Jess Riehl makes art in Tigard, Oregon. She works in collage, mail art, photography, and zines — drawn to color, line, and the particular life of abandoned things: old envelopes, forgotten stamp collections, objects that belonged to someone once and ended up in a thrift store.

She picked up a camera at eight years old and spent her high school years photographing for The Recorder in Monterey, Virginia. That early attention to the world stayed with her through a career that has moved through the Navy, documentary photography, family portraiture, visual facilitation, teaching elementary students to make art, and eventually back to the studio. Her photographs have been published in newspapers and magazines, and she held a fellowship through the Institutes for Journalism and Natural Resources. She documented Great Camp Sagamore in the Adirondacks and traveled to Chile as an assistant to photographer Bridget Besaw on an ecotourism documentary project. She holds an MFA in Collaborative Design from Pacific Northwest College of Art.

Collage found her in 2021. Mail art found her in 2025. Her studio is a Wunderkammer.
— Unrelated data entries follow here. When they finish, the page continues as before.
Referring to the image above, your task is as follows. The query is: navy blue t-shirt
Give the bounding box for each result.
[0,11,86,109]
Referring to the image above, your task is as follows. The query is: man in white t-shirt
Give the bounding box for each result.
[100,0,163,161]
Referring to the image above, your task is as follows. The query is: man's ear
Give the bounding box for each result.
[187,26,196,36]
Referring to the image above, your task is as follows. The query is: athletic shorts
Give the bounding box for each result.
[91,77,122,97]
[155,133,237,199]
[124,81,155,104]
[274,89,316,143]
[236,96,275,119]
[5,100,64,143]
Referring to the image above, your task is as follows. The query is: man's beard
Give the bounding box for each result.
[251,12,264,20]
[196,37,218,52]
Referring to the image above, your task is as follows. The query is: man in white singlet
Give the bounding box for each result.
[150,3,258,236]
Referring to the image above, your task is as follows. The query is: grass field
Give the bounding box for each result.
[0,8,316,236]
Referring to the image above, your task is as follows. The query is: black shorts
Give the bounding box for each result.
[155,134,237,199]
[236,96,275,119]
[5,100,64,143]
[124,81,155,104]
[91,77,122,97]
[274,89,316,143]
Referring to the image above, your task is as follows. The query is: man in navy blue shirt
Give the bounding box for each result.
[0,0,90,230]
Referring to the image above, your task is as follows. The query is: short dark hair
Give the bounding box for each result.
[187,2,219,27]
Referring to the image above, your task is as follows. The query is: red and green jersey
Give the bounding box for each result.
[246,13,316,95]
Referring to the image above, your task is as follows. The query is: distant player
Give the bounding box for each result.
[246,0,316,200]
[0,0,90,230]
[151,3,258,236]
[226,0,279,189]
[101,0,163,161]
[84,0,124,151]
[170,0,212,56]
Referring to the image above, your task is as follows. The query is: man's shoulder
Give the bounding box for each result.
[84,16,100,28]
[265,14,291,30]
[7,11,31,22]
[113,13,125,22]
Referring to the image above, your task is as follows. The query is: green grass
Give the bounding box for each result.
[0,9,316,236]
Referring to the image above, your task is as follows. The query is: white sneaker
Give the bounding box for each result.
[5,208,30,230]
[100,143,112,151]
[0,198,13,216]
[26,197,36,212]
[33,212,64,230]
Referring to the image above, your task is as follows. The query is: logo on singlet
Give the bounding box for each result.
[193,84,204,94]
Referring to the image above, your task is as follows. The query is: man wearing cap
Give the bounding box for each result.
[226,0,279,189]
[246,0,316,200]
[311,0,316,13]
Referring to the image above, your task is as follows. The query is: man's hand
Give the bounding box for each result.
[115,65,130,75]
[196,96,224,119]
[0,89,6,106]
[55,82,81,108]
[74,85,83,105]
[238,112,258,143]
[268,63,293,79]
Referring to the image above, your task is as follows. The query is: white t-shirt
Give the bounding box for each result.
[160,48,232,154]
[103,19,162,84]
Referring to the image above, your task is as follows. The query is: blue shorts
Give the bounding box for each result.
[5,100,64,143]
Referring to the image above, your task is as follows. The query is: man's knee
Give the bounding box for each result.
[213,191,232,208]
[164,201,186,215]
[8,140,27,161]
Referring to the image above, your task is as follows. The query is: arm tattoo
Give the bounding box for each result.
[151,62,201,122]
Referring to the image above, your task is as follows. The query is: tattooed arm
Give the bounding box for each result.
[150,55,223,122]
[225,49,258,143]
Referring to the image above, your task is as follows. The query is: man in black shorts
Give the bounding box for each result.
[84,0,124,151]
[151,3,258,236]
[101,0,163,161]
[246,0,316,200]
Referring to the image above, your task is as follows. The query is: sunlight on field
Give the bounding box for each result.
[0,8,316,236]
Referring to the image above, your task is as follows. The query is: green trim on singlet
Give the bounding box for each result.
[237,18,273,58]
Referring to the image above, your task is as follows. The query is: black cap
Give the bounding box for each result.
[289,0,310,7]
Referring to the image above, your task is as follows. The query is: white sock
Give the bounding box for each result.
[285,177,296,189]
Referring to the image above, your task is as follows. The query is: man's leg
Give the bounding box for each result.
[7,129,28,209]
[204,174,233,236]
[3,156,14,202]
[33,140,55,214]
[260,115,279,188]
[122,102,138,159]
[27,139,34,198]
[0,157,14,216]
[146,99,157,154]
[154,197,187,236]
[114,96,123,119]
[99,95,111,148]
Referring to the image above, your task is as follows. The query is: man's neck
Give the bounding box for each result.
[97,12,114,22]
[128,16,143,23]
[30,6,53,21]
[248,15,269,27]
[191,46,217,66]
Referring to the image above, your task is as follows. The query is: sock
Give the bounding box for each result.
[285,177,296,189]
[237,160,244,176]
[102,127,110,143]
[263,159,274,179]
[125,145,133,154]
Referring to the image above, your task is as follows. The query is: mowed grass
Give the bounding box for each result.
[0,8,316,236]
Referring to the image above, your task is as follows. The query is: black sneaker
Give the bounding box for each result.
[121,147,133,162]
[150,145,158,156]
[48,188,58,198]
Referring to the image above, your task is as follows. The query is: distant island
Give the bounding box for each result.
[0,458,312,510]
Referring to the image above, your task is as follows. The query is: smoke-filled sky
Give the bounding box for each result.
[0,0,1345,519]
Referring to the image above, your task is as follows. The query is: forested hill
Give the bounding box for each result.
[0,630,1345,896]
She is a member of the Portland Correspondence Co-Op and the Special Agent Collage Collective. She is currently finding her way back to portraiture and the small handmade book.

The Name

The name “Delighted by Rainbows” emerged from a moment of unexpected joy; sunlight streaming through a cocktail glass, casting rainbows that my friend declared “so delightful.” That serendipitous moment captures my approach to art: it’s found more than made, discovered rather than predetermined, and arrives from the side when you’re paying attention to the world around you. My art is born from exploration and discovery. The journey and process is where the magic happens.

Artistic Statement

I make art. I love exploring methods, materials, and form — color, line, and shape are the elements I keep returning to. My studio is a Wunderkammer: full of rocks, shells, typewriters, old cameras, abandoned stamp collections, vintage air mail envelopes, and things rescued from thrift stores and forgotten places. I work in collage, mail art, photography, zines, abstract painting, found poetry, and rubber stamps. I make things to send. I make things to keep. I make things to understand what I’m noticing. I delight in the process of discovery and let curiosity lead the way. Art is essential to my well-being. It connects me to the world beyond my studio, lifts my spirit, and calls me home to myself.